Consider the crux of the 15th ministerial agreement: "the people in the three
categories who voluntarily apply to return to Bhutan will be repatriated as per
the harmonised position on these categories." That position, decided at the 14th
round of ministerial meetings in May this year, centres on the second category
of those who have emigrated-a majority of the around 100,000 refugees. Voluntary
immigrants will have to reapply for citizenship and stay in Bhutan for a
two-year probationary period. It won't come with guarantees because Bhutan's law
denies citizenship to those who emigrated without prior approval of the
government. "Remember, the repatriation has to be voluntary and the Druk
goverment will interpret the legal provisions liberally as agreed between Bhutan
and Nepal," Khandu Wangchuk, the Bhutani Foreign Minister told Nepali Times.
Should the refugees choose to return home, Thimpu can deny them citizenship
based on their laws.
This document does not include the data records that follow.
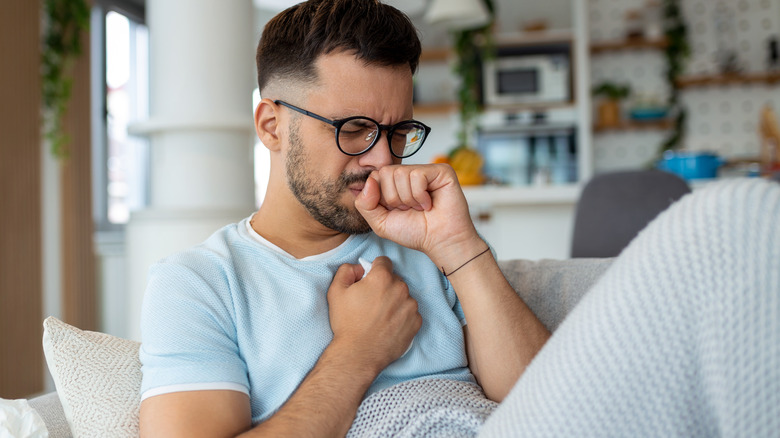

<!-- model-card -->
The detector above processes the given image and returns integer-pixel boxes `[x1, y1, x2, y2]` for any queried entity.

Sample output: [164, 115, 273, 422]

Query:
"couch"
[29, 259, 612, 438]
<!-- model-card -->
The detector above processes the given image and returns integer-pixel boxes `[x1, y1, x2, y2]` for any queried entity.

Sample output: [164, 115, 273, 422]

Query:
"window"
[92, 0, 149, 231]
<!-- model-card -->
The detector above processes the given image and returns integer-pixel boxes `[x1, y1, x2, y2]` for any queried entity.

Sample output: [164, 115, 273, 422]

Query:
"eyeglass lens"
[338, 118, 425, 158]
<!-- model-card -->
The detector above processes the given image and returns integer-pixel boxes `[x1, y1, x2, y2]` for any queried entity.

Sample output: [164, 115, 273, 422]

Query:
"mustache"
[339, 171, 371, 190]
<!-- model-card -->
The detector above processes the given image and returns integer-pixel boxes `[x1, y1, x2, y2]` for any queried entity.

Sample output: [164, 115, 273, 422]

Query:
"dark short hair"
[255, 0, 421, 91]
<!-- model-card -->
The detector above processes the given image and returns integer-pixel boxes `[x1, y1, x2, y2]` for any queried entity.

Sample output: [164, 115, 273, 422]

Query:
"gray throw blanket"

Given the provision in the 14th round of talks that
refugees unwilling to leave can apply for Nepali citizenship, the Bhutani
government has a loophole. Bureaucratic hurdles are one thing, there are added
fears about the kind of reception the refugees could receive once they reach
home. "Do you think the refugees are fools to tread the minefield back home when
they have an option to be safe in Nepal?" asks Rakesh Chhetri, a Bhutani human
rights leader in exile. NGOs have reported that people from northern Bhutan have
been resettled in the homesteads the refugees left. There are no simple
solutions, and diplomatese has too many ifs and buts. The fate of the refugees
languishing in the camps still hangs in the balance.